Reputation: 5
Suppose you import some file, and have the variables
name room# test1 test2 test3
and n observations.
The name is a name, the room number is a room number of length 3 and test1 - test3 are scored from 0 - 100.
name room# test1 test2 test3
bob 123 90 40 33
bob2 123 a 40 90
bob3 123 88 k 78
..
Now, suppose I want to find all the instances of the letter k
and replace them with a numeric value zero. How can this be done? I am doing this during the initial data step by using if then statement, i.e.
data temp;
infile = "...." ;
if test1 = k then test1=0;
if test2 = k then test2=0;
if test3 = k then test3=0;
run;
Is there a better way of doing this ?
Upvotes: 0
Views: 50
Reputation: 51621
If you are reading from a text file then use the MISSING
statement to let SAS know which letters you want it to allow you to read as meaning special missing values. So the letter A
will become special missing value .A
.
missing a k ;
data want;
input name $ room $ test1 test2 test3;
datalines;
bob 123 90 40 33
bob2 123 a 40 90
bob3 123 88 k 78
;;;;
Now if you want to convert your missing values to zero there are multiple postings on line for how to do that.
Upvotes: 0
Reputation: 63434
You can use informat
to do this.
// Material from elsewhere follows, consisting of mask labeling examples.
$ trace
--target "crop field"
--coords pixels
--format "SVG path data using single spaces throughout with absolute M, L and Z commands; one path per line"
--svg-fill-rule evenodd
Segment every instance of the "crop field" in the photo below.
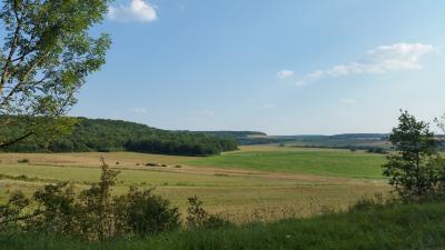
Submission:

I assign .A
to A
values, which is a special missing value (it will be treated as missing, but displayed as "A" not "."). Informat is how you tell SAS what value a text string should have when read into a numeric field.
If you wanted to keep A
and K
both as "missing", by the way, you wouldn't need an informat; just missing a k;
statement which tells SAS to treat those two characters as their special missing value when encountering in a normal numeric read-in. But here you need the informat to treat them properly since you want K
to be 0.
I would be tempted to suggest reading these both in as their special missing anyway, by the way, and treat the K
like 0 later on when you're computing with it - converting to 0
right away loses information.
proc format;
invalue gradei
0-100 = [3.]
'a' = .A
'k' = 0
other = .
;
quit;
data want;
informat test1-test3 gradei.;
input name $ room $ test1 test2 test3;
datalines;
bob 123 90 40 33
bob2 123 a 40 90
bob3 123 88 k 78
;;;;
run;
Upvotes: 2